In early March, Taylor and her husband, Butch, owners of two Titan Auto and Tire shops in the county, acquired the partially timbered 10.2-acre property on which they plan to build a new brewery, complete with tasting room and restaurant, with their partners Brad Cooper and Chad Ritter.
They intend to grow hops and other plants on site, such as melon and cucumbers, which will be used in brewing. It will be a family- and dog-friendly venue, buffered by trees from the busy four-lane highway, with outdoor space for people to sit and talk while they enjoy a meal and a beer.
The plan is to break ground in July and be up and running by spring 2020 – an admittedly ambitious timetable, but one they’re confident they can meet.
“Doing something new can be very invigorating,” Butch Taylor said. “It’s exciting. It’s nerve-wracking because we know we have to put out a top-quality product, but it’s also reassuring with the team we have.” The Taylors first met Cooper at an event hosted by the Chesterfield Chamber about four years ago, when he was gearing up to open his first craft brewery, Steam Bell Beer Works, in an industrial park off Genito Road.
They considered investing in Steam Bell, which has been enormously popular since its 2016 opening, but couldn’t make it work at that time. Still, Cooper was the first person they thought of when they began exploring a brewery of their own last year.
“They called me and said they wanted to open a brewery in Chesterfield, and they wanted to make sure I was OK with it,” Cooper recalled. “I said absolutely, it’s important to do as much as we can to build a craft beer culture in the county.”
Cooper initially envisioned his role as being an informal adviser – he’s busy enough running Steam Bell and a second brewery, Canon & Draw, in Richmond’s Fan District – but eventually decided to come on as a partner.
“Being able to consult with Brad and ask him questions has been huge,” said Ritter, who will serve as Hidden Wit’s head brewer.
Ritter, a past president of the James River Home Brewers Association, got to know Butch Taylor through weekly Business Networking International meetings in Chester.
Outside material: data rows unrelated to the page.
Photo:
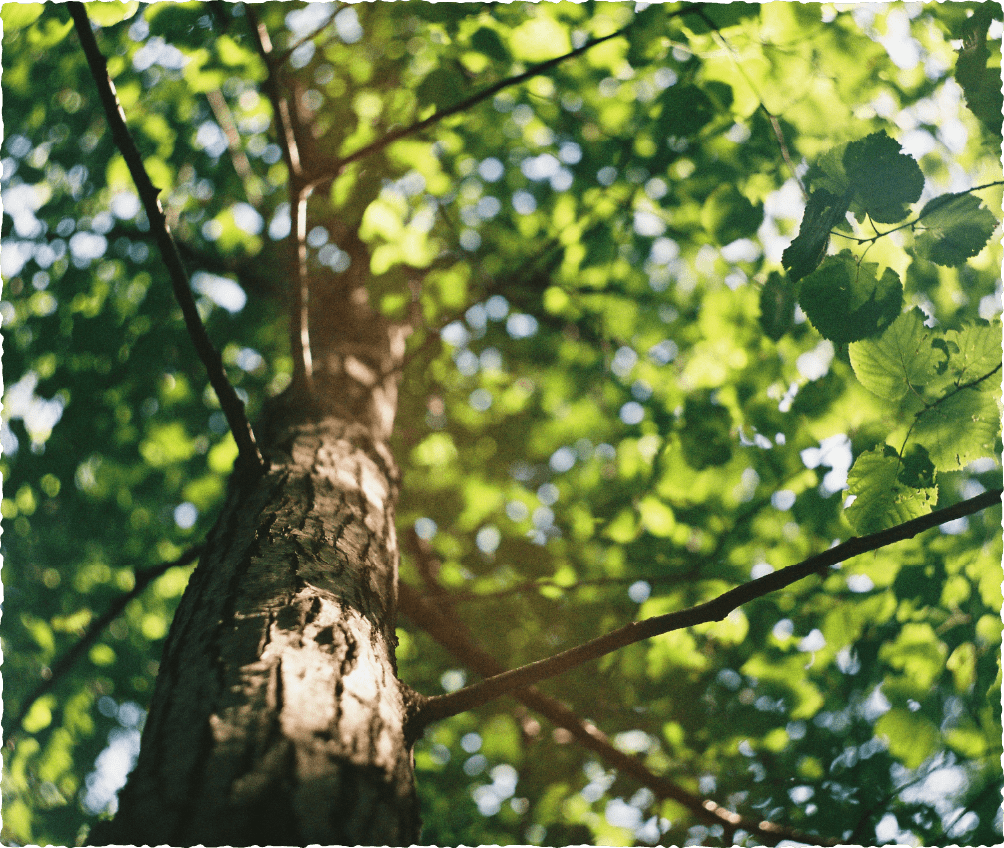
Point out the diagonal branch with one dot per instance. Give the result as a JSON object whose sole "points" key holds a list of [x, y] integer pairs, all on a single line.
{"points": [[233, 406], [94, 629], [441, 707], [286, 126], [437, 619], [480, 96]]}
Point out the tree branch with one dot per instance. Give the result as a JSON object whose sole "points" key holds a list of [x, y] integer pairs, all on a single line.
{"points": [[94, 629], [441, 707], [233, 406], [286, 133], [438, 620], [474, 99]]}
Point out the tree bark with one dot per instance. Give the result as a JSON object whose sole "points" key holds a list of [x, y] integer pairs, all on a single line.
{"points": [[278, 718]]}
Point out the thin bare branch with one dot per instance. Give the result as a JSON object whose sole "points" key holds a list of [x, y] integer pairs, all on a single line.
{"points": [[317, 30], [479, 97], [285, 130], [437, 618], [94, 629], [233, 406], [224, 116], [441, 707]]}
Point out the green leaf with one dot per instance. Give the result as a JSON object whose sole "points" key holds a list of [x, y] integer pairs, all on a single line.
{"points": [[777, 306], [686, 109], [882, 497], [884, 178], [442, 87], [959, 429], [955, 228], [980, 81], [110, 13], [823, 212], [848, 302], [727, 215], [706, 433], [487, 41], [903, 359], [657, 517], [19, 15]]}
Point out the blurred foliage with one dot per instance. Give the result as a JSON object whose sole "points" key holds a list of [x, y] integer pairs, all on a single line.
{"points": [[613, 406]]}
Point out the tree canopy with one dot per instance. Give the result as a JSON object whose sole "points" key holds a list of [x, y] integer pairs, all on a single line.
{"points": [[695, 292]]}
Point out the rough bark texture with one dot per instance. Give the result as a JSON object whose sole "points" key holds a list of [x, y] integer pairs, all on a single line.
{"points": [[277, 718]]}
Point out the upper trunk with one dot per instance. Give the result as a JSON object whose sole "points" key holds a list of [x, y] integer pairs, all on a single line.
{"points": [[277, 717]]}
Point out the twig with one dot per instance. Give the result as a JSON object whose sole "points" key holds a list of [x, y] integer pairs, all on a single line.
{"points": [[437, 618], [224, 116], [63, 663], [474, 99], [233, 406], [285, 128], [441, 707]]}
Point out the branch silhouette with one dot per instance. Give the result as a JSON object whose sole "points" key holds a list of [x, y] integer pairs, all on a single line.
{"points": [[480, 96], [436, 617], [441, 707], [232, 405], [63, 663]]}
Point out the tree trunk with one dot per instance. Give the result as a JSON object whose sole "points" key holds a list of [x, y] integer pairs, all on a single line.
{"points": [[277, 718]]}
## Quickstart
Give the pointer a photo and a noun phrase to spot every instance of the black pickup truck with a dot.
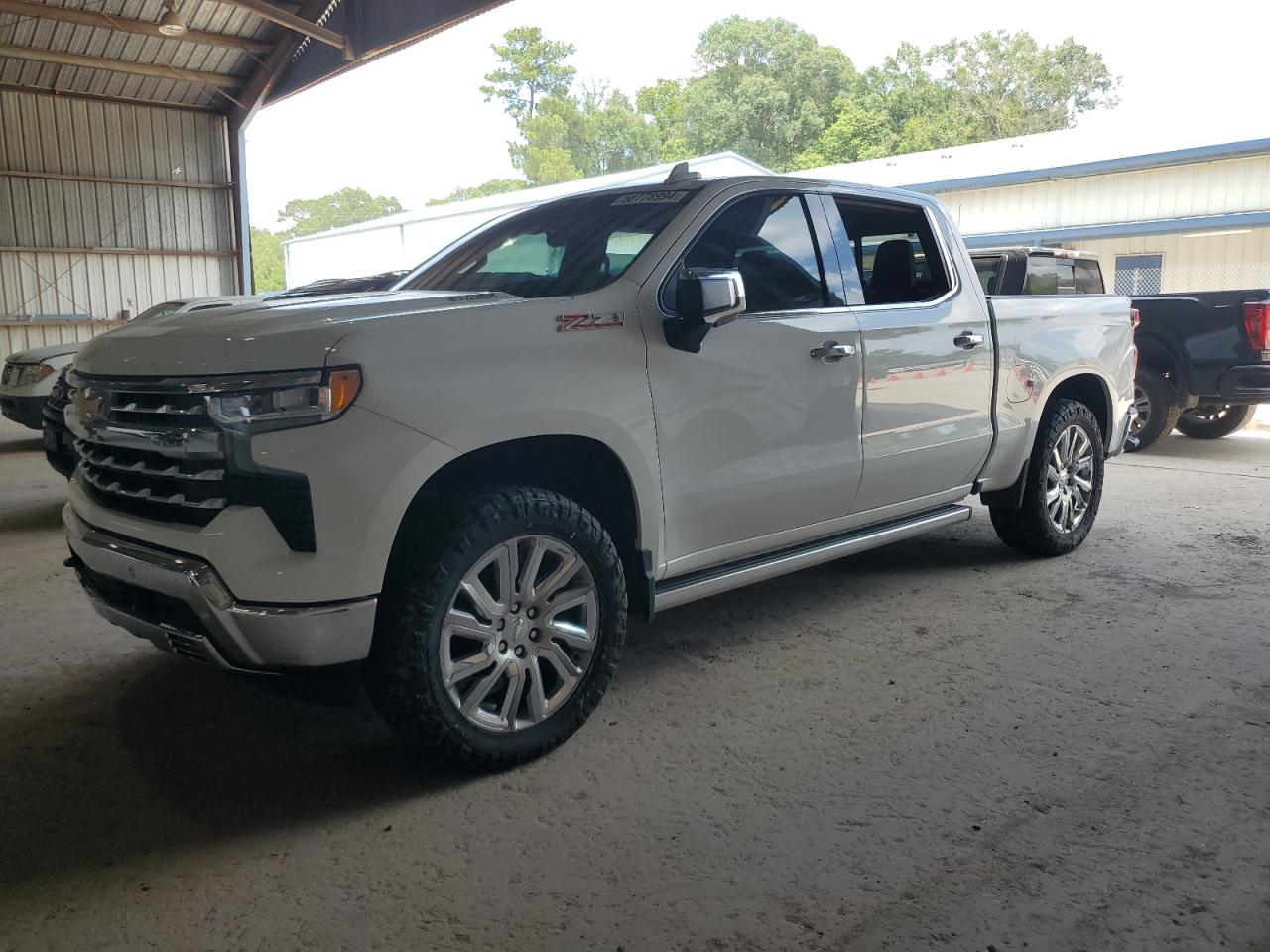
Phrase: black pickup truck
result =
(1203, 358)
(1203, 362)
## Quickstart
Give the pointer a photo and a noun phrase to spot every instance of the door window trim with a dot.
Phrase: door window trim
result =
(812, 234)
(953, 275)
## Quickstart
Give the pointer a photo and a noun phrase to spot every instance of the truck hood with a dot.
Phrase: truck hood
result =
(273, 335)
(37, 354)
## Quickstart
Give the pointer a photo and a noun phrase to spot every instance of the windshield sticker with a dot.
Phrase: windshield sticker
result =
(651, 198)
(588, 321)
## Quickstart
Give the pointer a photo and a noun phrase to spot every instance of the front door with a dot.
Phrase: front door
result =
(758, 439)
(928, 361)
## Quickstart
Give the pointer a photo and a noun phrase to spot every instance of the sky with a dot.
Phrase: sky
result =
(414, 125)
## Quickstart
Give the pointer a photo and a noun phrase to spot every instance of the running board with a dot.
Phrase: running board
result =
(711, 581)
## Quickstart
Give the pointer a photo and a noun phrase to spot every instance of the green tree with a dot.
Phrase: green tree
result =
(992, 86)
(593, 135)
(1006, 84)
(348, 206)
(861, 131)
(268, 271)
(494, 186)
(767, 90)
(531, 68)
(662, 107)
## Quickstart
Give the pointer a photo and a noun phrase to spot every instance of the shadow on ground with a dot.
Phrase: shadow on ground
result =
(148, 753)
(33, 517)
(151, 753)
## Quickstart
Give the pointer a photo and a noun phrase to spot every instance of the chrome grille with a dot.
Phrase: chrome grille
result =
(149, 409)
(139, 456)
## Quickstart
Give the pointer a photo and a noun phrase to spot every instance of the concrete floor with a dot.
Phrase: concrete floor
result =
(938, 746)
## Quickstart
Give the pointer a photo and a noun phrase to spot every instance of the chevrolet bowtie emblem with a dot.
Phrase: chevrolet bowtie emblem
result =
(86, 403)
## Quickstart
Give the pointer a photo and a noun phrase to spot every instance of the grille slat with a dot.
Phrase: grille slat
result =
(141, 461)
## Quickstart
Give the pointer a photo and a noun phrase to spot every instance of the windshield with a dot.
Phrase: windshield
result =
(559, 249)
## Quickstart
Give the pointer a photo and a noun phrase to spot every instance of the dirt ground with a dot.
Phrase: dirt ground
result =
(937, 746)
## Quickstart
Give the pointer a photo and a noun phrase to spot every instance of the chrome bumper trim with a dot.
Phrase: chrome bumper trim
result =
(238, 636)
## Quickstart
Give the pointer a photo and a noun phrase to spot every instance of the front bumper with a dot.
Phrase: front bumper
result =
(1120, 438)
(26, 411)
(183, 607)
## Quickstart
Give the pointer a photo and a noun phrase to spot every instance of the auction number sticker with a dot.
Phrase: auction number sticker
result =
(651, 198)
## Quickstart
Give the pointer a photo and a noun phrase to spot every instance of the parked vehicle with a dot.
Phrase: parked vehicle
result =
(1205, 363)
(1037, 271)
(42, 405)
(612, 403)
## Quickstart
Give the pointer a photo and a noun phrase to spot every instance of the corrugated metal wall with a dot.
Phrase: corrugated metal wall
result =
(108, 207)
(1220, 186)
(1201, 263)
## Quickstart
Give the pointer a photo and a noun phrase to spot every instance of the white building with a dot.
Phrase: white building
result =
(1162, 213)
(405, 240)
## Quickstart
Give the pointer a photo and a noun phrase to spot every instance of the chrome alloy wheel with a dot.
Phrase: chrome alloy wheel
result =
(1070, 479)
(1142, 404)
(520, 634)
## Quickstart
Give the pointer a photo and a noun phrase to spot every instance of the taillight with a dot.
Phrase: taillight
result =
(1256, 322)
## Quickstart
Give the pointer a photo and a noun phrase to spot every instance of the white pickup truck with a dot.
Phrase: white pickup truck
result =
(606, 404)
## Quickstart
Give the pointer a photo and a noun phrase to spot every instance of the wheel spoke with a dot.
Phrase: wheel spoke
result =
(512, 699)
(559, 658)
(468, 626)
(536, 699)
(481, 689)
(532, 565)
(466, 667)
(564, 572)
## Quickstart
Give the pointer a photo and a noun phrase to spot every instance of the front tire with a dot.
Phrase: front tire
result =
(499, 627)
(1215, 420)
(1064, 485)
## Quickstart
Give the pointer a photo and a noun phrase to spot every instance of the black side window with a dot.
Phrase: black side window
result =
(896, 252)
(1088, 277)
(769, 240)
(988, 270)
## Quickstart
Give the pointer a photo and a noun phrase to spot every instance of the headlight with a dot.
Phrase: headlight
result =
(287, 399)
(31, 373)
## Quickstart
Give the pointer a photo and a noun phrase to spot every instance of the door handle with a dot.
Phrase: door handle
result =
(832, 352)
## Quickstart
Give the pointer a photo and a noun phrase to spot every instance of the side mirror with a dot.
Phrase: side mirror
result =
(712, 298)
(703, 299)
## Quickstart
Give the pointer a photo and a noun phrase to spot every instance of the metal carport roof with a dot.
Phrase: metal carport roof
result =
(232, 58)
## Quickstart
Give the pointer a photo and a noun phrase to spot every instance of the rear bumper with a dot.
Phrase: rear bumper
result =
(26, 411)
(1248, 384)
(182, 606)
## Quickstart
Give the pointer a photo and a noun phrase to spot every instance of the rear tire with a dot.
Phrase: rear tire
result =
(1064, 485)
(1215, 420)
(477, 655)
(1159, 409)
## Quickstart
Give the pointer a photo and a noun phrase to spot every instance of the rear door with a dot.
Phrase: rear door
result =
(928, 358)
(758, 438)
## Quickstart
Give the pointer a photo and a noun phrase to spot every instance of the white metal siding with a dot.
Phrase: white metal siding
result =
(1206, 263)
(1220, 186)
(109, 207)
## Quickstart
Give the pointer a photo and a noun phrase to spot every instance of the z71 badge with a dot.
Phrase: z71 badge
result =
(588, 321)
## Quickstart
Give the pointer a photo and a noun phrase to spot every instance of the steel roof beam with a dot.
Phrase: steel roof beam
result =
(285, 18)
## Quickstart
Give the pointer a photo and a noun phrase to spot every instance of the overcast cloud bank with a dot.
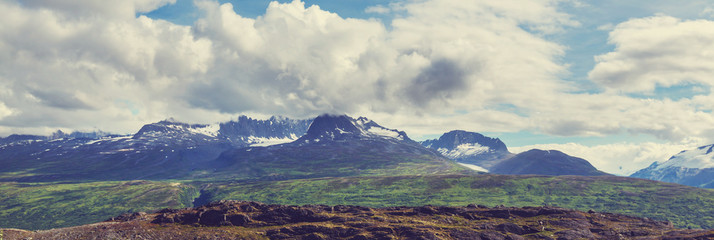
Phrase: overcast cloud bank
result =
(487, 66)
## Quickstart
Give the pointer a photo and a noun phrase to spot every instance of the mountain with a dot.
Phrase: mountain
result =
(545, 162)
(166, 149)
(335, 146)
(254, 220)
(691, 167)
(470, 148)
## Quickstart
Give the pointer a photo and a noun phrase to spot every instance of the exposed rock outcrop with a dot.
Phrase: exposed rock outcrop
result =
(252, 220)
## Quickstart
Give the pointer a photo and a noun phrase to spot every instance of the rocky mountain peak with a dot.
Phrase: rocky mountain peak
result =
(328, 127)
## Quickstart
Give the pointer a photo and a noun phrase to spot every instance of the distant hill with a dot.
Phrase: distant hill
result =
(163, 150)
(336, 146)
(470, 148)
(545, 162)
(691, 167)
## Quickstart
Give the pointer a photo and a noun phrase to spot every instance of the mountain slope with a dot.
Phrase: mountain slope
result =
(470, 148)
(162, 150)
(550, 162)
(336, 146)
(691, 167)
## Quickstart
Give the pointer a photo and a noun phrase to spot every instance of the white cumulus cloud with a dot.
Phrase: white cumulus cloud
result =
(657, 51)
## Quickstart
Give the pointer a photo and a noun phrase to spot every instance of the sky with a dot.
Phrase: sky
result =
(619, 83)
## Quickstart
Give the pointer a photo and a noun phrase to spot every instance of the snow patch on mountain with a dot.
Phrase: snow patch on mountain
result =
(464, 150)
(473, 167)
(264, 142)
(702, 157)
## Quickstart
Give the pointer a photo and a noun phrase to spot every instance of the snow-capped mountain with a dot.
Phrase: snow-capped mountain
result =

Ritter was running a lawn care business at the time and brewed craft beer on the side. He brewed a batch of stout for the BNI group’s 2017 Christmas party and Taylor was impressed.
“I was like, ‘Man, this is really good beer. Are you sure you brewed this?’” Taylor said with a laugh.
“It’s funny, one day we’re hanging around as fellow business owners, then it’s, ‘Hey, let’s open a brewery together,’” Ritter said. “That brought us here.”
“Here” is on the western edge of Chesterfield, a few miles from the Amelia County line. Though the Taylors initially considered leasing an existing retail space, only to find the terms prohibitive, they couldn’t be happier with the way things turned out.
“This end of the county is such an underserved area as far as retail, restaurants, activities and gathering places. There’s just not a lot to do. There are thousands of residents out here who would love to be close to something,” Kim Taylor said.
“It’s an escape from suburbia,” Cooper added. “We want to make this a destination location.”
The name “Hidden Wit,” which resulted from a long branding process, is a nod to that notion. It reflects the new company’s vision to create an oasis for making new memories with family and friends. “Wit” is both a play on the word “witty” and “witbier,” a Belgian-style ale.
Last Friday morning, the four co-owners walked the property with L. Kipkoriony Rutto, an associate professor in Virginia State University’s College of Agriculture, and discussed the challenges of growing hops in the humid climate of Central Virginia.
Nearby, Paula McCapes, a public relations and marketing specialist for VSU, noted the university’s agriculture program works with many small Virginia farmers (those who own 300 acres or less).
“This is exactly what we’re looking for, someone who is just starting out, a small operation, Virginia-oriented,” she added. “It’s a win-win for everybody.”